Nastiness Diagnosis. Anthropology. Religion. Gender. Justice. A Personal Notepad For the General Public.
I left things behind. Sherlock Holmes 2% left. Brothers Karamazov since 33% Intact. Between 11/27 and 12/9, I cried less and less. Twice, yesterday, after I got back in Kaohsiung. Zero, today.
I went to the traditional market to buy some raw food to cook. I felt I could do things I have never done before, such as buying chicken in the traditional market (I only did so in the supermarket, first in the US, then back in Taiwan). But I also was trying to do something that can distract me. Fruit picking, cooking, vegetable cutting, dish washing, and cleaning.
I re-listened to the New Yorker Fiction podcast, love, and something else. I listened the Russian story of Nabokov twice during the trip back to Kaohsiung from Taichung.

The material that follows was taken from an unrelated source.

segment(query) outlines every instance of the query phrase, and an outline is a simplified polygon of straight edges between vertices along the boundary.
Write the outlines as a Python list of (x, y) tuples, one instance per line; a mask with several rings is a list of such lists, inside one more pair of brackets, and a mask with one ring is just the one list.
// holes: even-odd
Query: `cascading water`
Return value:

The world has lost its color and things have become insignificant. I feel I can take some time do some other things that I didn’t allow myself to do normally. Like what? I actually also think I should do things that I always do, like the psychologist who told me to do so in order to recover from severe depression back in 2011 in Ann Arbor.
I cleaned the room.
I am so tired, and yet energetic.
I can do many things, because time no longer matter.

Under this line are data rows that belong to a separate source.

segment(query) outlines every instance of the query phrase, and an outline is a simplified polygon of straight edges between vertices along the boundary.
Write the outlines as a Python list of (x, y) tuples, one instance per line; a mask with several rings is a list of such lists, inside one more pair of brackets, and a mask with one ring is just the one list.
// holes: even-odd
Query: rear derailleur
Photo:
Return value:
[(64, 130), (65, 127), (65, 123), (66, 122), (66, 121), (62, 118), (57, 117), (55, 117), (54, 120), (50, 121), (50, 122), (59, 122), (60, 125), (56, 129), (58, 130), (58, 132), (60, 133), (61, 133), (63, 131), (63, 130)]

But I still have to read the articles that I have to teach graduate students tomorrow. I still have to prepare for the talk next Wednesday in Nantou at the only graduate school of Southeast Asian Studies in Taiwan. But my heart is not there, I am keeping myself from my heart by the means of these mechanical things. My heart, burned, hard to get close to or even look at.
My mother said that I should have felt more positively, since I did accompany her mother for 2 more years after I have returned to the island. I would have felt much worse if I was still in the U.S.
True, I told her that I told my uncle the same thing. But I thought she was gonna recover, and last, even if only for a few more months. It still came as a shock, despite the fact that I had been told by the doctor and those dear aunts that now death was anytime, and there was no reason to be too confident.
I was crushed, and yet forced to accept it. What else can I do, except be a better person. I will go to church, wearing grandma’s clothes, for God knows how long.
I will honor her, for she was the most important person in the world, no matter how utterly different we were, and how limited our communication has always been. She was a great character, and I wish I would be that great some day.
That kind, soft, tough, stubborn, pious and cheerful.
And yet don’t romanticize things. For there was an aunt who has devoted herself to taking care of grandma day and night for three whole years. There must be pains and fatigue that we don’t know. Love and warmth that I could never obtain. So I pray to God that she is blessed further.
Pray that I will be kind, soft, tough, stubborn, pious, and cheerful, like the light of the world.